You have someone applying for an old age pension in 1916. He thinks he’s over 70 but doesn’t have a baptism certificate or other acceptable document to show his age. Obviously if he was 5 or over in the 1851 census, he would be 70 in 1916 and therefore eligible. So he claims to be born c 1846.
The form asked him to say where he was living in 1851, for the census look up clerk to check. He put down Miltown Row. So that’s his recollection of where he was living 65 years previously, when he was reportedly 5. Plenty of scope for error there. My guess is that he probably did live at Milltown Rd at some point in his life but it must have been later, as it was apparently not built in 1851. In the 1800s people in Ireland didn’t normally celebrate birthdays and often had little accurate idea of how old they were. Ages on censuses and other documents were often just guesses. In this case my suggestion is that he’s mistaken about where he was in 1851. Indeed he may not even have been born. Milltown Rd was where he lived some time later.

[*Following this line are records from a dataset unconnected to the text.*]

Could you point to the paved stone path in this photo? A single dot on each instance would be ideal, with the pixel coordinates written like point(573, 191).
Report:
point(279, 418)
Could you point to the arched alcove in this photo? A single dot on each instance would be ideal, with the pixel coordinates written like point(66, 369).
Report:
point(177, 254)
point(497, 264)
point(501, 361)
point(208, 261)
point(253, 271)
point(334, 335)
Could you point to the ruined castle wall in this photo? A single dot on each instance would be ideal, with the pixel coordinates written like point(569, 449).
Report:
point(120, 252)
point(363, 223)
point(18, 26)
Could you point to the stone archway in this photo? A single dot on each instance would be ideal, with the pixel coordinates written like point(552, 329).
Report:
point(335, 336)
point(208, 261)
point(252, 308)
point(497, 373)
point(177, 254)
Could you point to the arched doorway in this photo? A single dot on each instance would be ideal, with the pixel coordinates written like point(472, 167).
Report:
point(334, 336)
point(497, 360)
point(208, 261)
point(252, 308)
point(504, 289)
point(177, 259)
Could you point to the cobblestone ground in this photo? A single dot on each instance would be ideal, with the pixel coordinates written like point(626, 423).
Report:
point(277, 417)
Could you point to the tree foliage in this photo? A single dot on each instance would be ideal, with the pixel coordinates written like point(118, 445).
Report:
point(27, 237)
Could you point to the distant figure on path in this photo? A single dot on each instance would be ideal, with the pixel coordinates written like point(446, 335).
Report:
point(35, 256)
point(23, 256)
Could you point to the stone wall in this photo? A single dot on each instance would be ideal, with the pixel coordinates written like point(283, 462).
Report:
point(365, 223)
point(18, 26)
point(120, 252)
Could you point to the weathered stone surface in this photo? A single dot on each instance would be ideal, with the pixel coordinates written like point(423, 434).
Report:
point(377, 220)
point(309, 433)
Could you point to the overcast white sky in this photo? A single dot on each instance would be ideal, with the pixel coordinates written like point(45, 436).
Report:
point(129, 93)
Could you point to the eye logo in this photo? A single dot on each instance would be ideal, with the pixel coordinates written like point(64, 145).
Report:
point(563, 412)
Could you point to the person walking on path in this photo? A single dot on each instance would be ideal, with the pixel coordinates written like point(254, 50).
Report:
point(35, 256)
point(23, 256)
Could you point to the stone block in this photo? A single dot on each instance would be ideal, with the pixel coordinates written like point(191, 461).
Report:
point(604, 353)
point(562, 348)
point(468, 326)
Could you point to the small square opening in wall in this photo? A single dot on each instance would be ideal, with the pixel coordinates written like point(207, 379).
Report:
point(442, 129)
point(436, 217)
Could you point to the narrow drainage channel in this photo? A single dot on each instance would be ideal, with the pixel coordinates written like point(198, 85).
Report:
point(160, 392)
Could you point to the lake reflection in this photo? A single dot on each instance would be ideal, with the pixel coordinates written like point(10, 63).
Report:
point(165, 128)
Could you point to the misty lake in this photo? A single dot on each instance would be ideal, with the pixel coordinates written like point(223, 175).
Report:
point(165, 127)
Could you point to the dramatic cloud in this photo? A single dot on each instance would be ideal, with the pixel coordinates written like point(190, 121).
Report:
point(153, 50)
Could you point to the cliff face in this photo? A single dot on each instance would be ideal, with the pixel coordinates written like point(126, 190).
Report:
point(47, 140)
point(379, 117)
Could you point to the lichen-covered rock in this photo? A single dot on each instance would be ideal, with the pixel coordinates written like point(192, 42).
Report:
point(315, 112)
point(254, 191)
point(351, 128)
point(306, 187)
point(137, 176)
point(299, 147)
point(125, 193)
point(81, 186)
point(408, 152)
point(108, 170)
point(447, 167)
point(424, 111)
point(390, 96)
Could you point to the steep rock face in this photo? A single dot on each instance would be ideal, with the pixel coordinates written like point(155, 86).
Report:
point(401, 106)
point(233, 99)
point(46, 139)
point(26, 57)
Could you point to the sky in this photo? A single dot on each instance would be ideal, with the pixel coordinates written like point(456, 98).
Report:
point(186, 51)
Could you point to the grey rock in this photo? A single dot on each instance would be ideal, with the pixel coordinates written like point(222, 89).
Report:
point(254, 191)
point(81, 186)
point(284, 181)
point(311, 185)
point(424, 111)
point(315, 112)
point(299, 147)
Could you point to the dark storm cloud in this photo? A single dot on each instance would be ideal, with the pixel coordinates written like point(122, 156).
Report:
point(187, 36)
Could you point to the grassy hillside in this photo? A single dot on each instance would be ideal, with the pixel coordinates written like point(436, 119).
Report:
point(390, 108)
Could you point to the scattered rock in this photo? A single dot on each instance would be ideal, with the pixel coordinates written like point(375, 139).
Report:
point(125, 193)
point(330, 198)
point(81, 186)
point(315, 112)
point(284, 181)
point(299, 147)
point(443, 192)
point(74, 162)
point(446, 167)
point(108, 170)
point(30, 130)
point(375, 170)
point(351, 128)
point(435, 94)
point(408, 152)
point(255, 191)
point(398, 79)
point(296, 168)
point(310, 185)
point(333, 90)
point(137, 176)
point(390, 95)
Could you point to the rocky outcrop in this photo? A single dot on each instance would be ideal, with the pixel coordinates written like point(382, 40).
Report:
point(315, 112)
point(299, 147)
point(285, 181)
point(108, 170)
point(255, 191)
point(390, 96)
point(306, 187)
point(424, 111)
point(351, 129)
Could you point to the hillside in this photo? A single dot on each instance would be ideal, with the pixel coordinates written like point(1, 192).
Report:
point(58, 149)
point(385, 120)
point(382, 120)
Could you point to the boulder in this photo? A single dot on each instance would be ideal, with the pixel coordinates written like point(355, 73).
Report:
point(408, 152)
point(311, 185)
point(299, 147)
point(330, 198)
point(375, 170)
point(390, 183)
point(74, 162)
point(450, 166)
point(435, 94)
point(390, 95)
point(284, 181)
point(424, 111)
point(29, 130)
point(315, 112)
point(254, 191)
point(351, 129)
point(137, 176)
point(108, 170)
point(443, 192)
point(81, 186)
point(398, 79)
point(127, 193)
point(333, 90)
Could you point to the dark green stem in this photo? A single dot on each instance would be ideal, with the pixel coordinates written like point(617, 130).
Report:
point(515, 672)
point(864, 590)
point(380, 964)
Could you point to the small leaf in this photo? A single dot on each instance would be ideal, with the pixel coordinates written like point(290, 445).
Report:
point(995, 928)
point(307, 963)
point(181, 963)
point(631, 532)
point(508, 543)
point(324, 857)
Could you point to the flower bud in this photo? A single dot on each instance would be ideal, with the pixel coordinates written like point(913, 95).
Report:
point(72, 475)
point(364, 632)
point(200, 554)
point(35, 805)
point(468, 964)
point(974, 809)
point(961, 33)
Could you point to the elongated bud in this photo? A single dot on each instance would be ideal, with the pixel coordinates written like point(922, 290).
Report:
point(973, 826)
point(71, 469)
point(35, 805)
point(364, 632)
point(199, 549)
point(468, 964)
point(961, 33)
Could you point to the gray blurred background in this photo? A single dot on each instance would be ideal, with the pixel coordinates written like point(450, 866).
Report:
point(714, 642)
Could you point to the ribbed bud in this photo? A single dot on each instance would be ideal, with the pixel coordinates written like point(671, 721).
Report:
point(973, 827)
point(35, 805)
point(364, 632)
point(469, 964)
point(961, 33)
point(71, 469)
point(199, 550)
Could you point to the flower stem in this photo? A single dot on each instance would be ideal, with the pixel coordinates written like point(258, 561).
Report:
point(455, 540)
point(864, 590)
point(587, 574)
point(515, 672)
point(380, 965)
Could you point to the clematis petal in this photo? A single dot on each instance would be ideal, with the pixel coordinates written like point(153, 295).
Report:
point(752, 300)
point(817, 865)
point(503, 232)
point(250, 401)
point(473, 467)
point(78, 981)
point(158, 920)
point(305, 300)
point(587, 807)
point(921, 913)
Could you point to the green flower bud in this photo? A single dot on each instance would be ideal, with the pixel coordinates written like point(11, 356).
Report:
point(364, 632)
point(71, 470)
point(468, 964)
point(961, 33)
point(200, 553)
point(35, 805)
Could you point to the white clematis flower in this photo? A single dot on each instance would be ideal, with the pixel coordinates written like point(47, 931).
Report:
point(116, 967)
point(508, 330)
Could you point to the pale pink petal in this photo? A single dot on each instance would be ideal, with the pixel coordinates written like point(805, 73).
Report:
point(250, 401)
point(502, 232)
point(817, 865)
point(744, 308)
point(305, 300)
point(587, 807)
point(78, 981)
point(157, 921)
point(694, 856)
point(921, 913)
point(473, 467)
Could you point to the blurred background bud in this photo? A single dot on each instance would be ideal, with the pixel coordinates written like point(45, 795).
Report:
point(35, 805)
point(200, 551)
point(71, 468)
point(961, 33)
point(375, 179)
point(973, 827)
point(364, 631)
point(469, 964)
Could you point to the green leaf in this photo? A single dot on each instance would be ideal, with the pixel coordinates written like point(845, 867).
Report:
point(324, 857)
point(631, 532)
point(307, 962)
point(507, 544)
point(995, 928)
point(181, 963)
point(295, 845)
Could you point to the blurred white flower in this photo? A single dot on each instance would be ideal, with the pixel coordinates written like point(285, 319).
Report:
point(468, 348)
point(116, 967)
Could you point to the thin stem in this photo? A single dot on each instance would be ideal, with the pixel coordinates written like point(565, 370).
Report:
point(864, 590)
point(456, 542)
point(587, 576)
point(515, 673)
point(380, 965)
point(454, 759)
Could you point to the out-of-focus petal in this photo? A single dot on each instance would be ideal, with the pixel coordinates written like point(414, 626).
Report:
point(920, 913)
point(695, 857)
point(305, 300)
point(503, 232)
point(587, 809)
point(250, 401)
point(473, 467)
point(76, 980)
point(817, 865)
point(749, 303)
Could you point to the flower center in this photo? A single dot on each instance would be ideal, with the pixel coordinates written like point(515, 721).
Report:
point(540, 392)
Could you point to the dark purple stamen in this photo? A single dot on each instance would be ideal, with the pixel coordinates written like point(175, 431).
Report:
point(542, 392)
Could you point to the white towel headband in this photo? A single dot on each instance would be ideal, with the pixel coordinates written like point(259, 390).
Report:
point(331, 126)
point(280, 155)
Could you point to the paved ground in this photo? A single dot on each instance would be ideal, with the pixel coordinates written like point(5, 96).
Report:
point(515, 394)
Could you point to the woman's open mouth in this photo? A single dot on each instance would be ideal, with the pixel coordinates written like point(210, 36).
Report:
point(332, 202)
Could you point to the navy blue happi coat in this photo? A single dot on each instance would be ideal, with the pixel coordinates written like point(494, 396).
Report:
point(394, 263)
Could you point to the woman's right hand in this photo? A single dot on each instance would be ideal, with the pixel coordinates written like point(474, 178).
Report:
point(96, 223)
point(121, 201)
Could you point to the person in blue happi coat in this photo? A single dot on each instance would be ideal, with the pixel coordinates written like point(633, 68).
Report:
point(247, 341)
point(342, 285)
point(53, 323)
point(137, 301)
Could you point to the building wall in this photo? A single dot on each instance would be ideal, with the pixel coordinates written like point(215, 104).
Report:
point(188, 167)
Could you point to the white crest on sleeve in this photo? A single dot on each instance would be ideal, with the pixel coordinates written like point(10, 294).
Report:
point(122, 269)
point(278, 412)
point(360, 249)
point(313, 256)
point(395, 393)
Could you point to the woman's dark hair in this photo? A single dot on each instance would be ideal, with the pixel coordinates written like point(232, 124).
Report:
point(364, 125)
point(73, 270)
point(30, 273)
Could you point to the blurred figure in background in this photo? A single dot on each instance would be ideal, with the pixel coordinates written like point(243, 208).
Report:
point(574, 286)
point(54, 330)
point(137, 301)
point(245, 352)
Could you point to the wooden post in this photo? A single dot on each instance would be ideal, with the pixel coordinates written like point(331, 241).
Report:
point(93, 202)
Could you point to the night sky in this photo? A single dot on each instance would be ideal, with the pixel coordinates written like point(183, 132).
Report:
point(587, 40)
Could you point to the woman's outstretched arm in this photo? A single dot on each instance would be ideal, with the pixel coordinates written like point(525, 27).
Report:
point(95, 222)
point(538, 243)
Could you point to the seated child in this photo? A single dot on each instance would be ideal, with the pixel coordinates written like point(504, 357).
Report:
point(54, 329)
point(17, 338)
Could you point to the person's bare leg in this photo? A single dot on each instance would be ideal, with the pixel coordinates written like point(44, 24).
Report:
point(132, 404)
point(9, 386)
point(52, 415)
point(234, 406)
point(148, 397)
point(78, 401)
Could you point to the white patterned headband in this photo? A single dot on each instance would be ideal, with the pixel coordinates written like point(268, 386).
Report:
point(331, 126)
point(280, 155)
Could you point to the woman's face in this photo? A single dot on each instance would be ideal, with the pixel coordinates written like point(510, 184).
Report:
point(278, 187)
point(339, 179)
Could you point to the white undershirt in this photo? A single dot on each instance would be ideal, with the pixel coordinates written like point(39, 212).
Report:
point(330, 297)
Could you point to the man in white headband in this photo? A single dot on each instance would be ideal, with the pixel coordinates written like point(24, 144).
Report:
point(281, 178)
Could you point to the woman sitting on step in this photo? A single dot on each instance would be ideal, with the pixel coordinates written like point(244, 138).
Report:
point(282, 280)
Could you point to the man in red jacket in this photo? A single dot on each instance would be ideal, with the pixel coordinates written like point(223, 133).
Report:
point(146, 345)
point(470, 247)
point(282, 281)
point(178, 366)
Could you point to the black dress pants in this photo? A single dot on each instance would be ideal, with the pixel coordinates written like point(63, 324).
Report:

Alexander Irvine was born in 1863 in Antrim town and became a Minister living in the US. This extract from his book “The Chimney Corner revisited” perhaps explains why people often had to guess their ages:
“My mother kept a mental record of the twelve births. None of us ever knew, or cared to know, when we were born. When I heard of anybody in the more fortunate class celebrating a birthday I considered it a foolish imitation of the Queen’s birthday, which rankled in our little minds with 25th December or 12th July. In manhood there were times when I had to prove I was born somewhere, somewhen, and then it was that I discovered that I also had a birthday. The clerk of the parish informed me.”